Gemini Generated: HLS Simple Overview — from source video to adaptive bitrate playback across CDN edge caches

Because those segments are standard HTTP responses, a global CDN can cache and deliver them to millions of concurrent viewers without additional compute on your origin. That's something a stateful pipe can never offer.

HLS trades connection persistence for HTTP cacheability — every segment is a plain HTTP request, which means CDN edges handle the scale, not your origin server.

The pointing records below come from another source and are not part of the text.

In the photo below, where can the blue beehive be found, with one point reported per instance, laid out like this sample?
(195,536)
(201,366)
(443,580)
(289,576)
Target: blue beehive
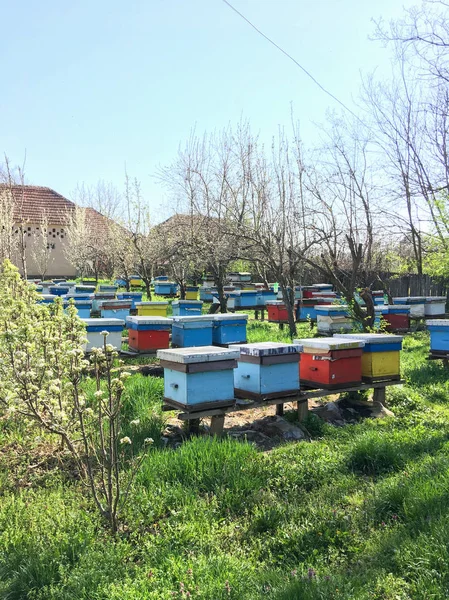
(165,288)
(229,328)
(79,296)
(82,306)
(185,308)
(46,298)
(115,309)
(264,296)
(439,335)
(192,331)
(332,318)
(199,377)
(133,296)
(267,370)
(59,290)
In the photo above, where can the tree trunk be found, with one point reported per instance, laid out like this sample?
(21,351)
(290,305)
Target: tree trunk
(289,301)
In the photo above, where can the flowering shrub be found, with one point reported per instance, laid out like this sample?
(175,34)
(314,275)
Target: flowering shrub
(42,367)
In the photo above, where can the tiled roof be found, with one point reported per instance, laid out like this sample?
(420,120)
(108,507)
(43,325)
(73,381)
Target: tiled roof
(33,203)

Where WebSocket belongs? and what's coming next?

None of this is an argument against WebSocket. It's an argument for using it when the problem actually fits. If you're building a collaborative editor where multiple users edit the same document simultaneously and every keystroke from every participant needs to propagate to every other client in under 100 milliseconds, you need WebSocket. If you're building a multiplayer browser game where the client streams input events at 60fps while consuming peer state updates, you need WebSocket.

For backend-to-backend or mobile-to-backend scenarios, gRPC bidirectional streaming is worth considering — it offers similar real-time capabilities over HTTP/2 with strong typing and better tooling for service-to-service communication. WebTransport over QUIC is also worth watching for future browser-based use cases, offering lower latency than TCP-based WebSocket while staying closer to the web platform. Neither changes the calculus for today's typical server-push UI workload, but they're worth knowing about.

The question that ends the debate

The conversation I described at the start didn't end with a technical argument. It ended with a question: what are we actually trying to do here?

Reflect progress from a long-running backend fetch to a UI showing how many records were processed, which ones hit errors, and what those errors were. One-way data. The server knows things; the client needs to see them. No continuous client input, no binary payload, no sub-50ms latency requirement. The problem was simple. The solution should have been simple from the first minute of the planning session.

WebSocket is not a safe default — it's a deliberate choice that comes with real operational costs. SSE is not a workaround — it's the right tool for a specific and very common class of problems. The same principle — choose by context, not by trend — applies across every frontend architecture decision. The difference between shipping a stable system in a day and spending two weeks wrestling with socket cluster orchestration often comes down to asking one honest question early: does the client actually need to talk back to the server in real time, or does it just need to listen?

“Not every trend is a solution. Think before you follow.”